A memorial designed by architect David Brutzkus was dedicated in 1971 at the National Military and Police cemetery in Mount Herzl in Jerusalem. It is inscribed with a Hebrew Bible verse from Psalm 77:19: "Your path led through the sea, your way through the mighty waters, though Your footprints were not seen."

Dakars bridge and forward edge of her sail are now a memorial display in the Naval Museum in Haifa.

The recovery of any still-existing remains of the crew members has been considered. This would permit their Jewish burial in Israel as Judaism does not recognize burial at sea and requires burial in earth. To date, crew members' families have held a ceremony in a ship over the submarine's remnants. The Rabbinical authorities had to solve complicated problems of Jewish law before the crew members' wives could be declared officially widows, so that they could remarry.

In 2008, a film was released, entitled Full Circle, a documentary about the search for the wreckage. In May 2009, a book was published by Nauticos president David W. Jourdan entitled, Never Forgotten: The Search and Discovery of Israel's Lost Submarine Dakar. This book chronicles the history of the submarine, the story of the families of the 69 lost sailors, and the events leading to the discovery in 1999.

In 2013, on the 45th anniversary of the Dakars loss, Israel declassified documents revealing that Israeli officials privately feared that the submarine had been sunk by the Soviet Navy.
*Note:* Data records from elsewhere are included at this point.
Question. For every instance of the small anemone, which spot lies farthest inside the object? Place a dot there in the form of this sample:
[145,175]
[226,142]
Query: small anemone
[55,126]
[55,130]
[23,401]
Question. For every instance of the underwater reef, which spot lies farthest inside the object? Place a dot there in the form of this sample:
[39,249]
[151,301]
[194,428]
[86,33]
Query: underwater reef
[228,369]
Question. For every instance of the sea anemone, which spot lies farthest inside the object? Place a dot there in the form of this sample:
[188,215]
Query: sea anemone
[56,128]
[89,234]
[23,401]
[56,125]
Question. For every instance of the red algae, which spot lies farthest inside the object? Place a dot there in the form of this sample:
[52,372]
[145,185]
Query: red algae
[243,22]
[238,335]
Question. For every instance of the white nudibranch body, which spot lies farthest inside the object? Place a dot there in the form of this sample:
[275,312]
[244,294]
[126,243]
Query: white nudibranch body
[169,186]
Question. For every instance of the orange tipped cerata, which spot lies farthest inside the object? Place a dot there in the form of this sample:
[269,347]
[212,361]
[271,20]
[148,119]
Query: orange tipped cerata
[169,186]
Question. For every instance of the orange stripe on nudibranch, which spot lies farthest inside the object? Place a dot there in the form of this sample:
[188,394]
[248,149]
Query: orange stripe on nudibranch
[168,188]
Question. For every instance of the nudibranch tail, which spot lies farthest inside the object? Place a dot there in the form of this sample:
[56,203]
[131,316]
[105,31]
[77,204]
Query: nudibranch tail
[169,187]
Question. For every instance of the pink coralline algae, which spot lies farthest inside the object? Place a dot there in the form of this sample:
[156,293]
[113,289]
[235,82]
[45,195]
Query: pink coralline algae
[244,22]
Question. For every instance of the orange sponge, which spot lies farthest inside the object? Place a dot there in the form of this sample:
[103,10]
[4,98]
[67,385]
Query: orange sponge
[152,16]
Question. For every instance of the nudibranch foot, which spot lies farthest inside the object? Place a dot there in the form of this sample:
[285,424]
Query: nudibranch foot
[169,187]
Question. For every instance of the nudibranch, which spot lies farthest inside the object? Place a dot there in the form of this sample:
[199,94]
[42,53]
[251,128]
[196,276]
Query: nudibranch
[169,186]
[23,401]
Among the papers included were the records of a 27 January 1968 cabinet meeting in which Israeli Navy commander Shlomo Erell told the ministers that it was unlikely Egypt had sunk the submarine and that "there is the possibility that the sub was downed, without prior intent, by the Soviets. It's possible they thought the sub was going to attack them, but this is just surmise." Weeks later, Erell prepared a paper listing three possible reasons for the loss: technical or human error, military action by the Soviets, or a crash between the submarine and another vessel in the water.
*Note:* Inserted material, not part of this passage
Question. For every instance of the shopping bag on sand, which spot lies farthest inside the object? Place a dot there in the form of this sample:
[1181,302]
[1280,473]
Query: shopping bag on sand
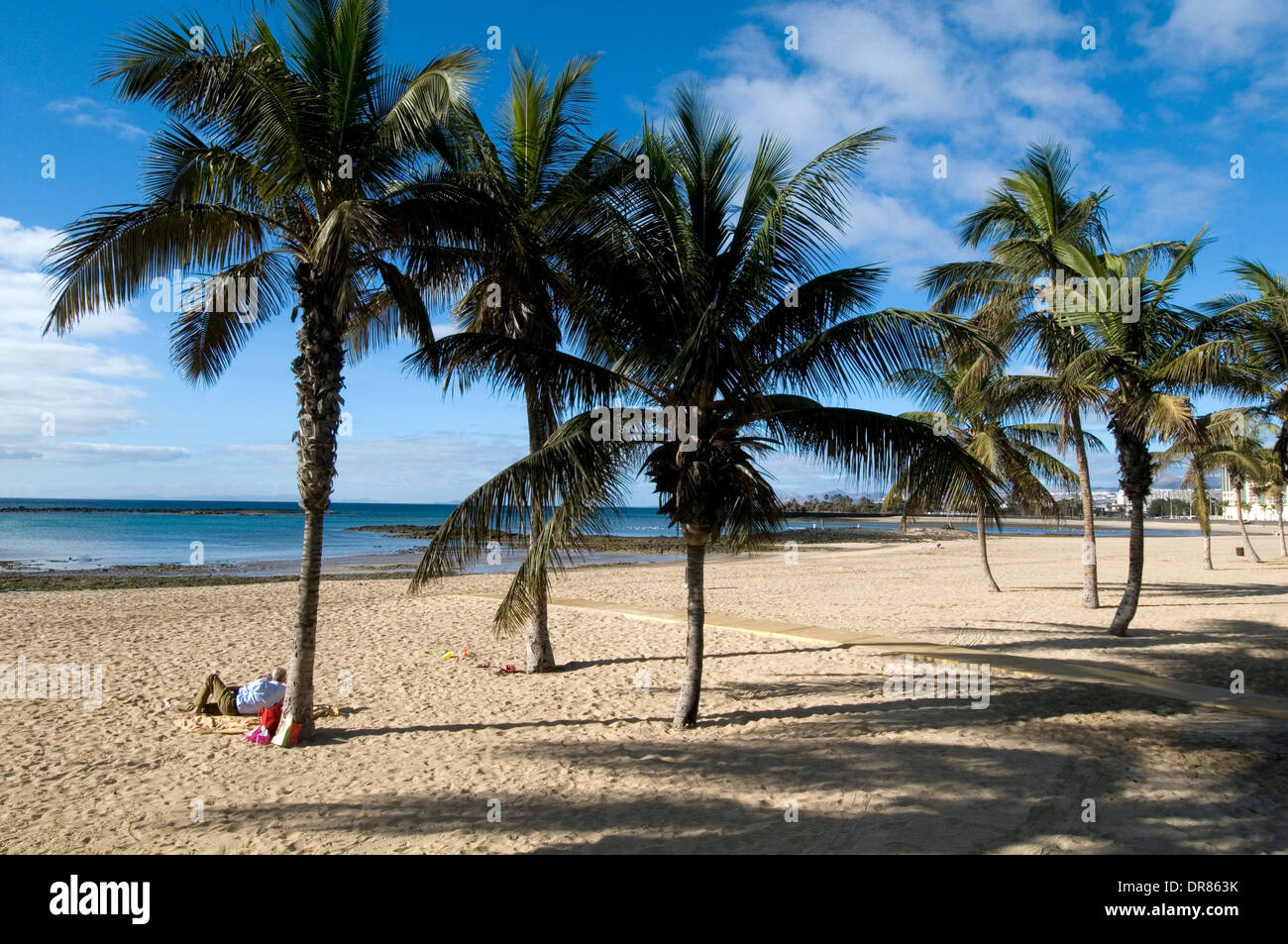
[287,732]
On 1 September 2015 it was reported that the previously classified reports on the loss of Dakar and the subsequent search were released to the families of the submarine's crew.
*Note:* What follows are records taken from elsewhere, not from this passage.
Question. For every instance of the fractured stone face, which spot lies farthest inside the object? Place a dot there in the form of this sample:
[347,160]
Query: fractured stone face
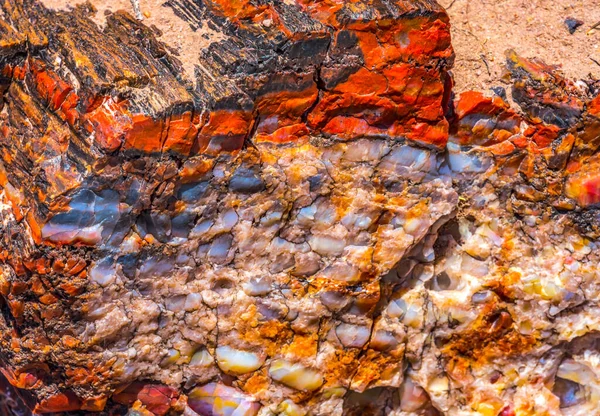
[305,225]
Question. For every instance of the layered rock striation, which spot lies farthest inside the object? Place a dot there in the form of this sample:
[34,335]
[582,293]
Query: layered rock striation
[306,223]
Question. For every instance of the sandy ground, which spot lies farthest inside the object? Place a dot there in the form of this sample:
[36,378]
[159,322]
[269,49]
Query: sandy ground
[483,30]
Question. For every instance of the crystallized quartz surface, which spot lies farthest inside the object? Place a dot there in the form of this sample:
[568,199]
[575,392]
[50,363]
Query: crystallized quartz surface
[308,223]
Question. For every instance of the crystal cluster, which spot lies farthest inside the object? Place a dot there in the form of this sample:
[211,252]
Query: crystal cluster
[309,223]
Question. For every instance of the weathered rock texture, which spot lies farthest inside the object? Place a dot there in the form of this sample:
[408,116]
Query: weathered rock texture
[307,224]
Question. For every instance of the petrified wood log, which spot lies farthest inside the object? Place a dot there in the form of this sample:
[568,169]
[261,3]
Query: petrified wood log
[305,223]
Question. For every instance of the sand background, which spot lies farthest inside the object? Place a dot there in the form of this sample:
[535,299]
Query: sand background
[482,31]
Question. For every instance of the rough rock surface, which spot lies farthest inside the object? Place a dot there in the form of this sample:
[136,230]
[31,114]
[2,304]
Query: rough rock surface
[307,224]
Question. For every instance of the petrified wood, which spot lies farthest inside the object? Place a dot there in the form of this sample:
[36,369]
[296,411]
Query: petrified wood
[306,223]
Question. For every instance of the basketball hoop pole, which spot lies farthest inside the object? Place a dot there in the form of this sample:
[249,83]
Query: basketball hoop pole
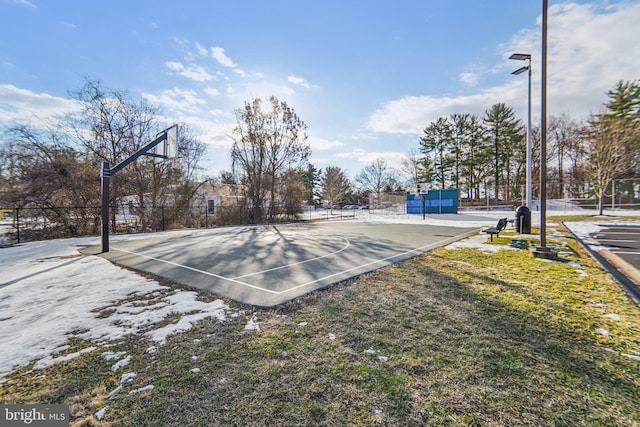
[106,173]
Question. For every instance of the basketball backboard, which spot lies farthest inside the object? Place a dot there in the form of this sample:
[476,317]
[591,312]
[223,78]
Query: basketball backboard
[167,149]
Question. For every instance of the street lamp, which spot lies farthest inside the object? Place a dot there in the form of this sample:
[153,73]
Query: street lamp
[543,251]
[526,57]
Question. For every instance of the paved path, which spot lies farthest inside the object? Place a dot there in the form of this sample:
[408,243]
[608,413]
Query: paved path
[617,248]
[621,240]
[269,265]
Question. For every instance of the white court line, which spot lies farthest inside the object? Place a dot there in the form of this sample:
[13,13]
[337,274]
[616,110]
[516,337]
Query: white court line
[299,262]
[217,276]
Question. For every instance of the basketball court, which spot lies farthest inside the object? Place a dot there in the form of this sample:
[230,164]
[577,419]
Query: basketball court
[269,265]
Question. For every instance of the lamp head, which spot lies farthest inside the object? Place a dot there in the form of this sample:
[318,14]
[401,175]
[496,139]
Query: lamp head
[520,56]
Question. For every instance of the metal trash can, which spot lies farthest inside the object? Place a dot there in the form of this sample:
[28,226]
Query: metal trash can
[522,222]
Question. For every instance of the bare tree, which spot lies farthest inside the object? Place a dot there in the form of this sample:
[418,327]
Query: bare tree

In 2018 the Navy proposed naming their newest submarine Dakar in tribute to the original vessel. After the families of the Dakars crew protested, the name was changed to Dragon, which includes the Hebrew letters used in the word Dakar.

==In popular culture==
- Bright Shark is a novel written by Robert Ballard and Tony Chiu; it describes the discovery of INS Dakar by an American research vessel. Israel and the USSR join forces to preserve the submarine's secret – at the price of direct confrontation with the U.S.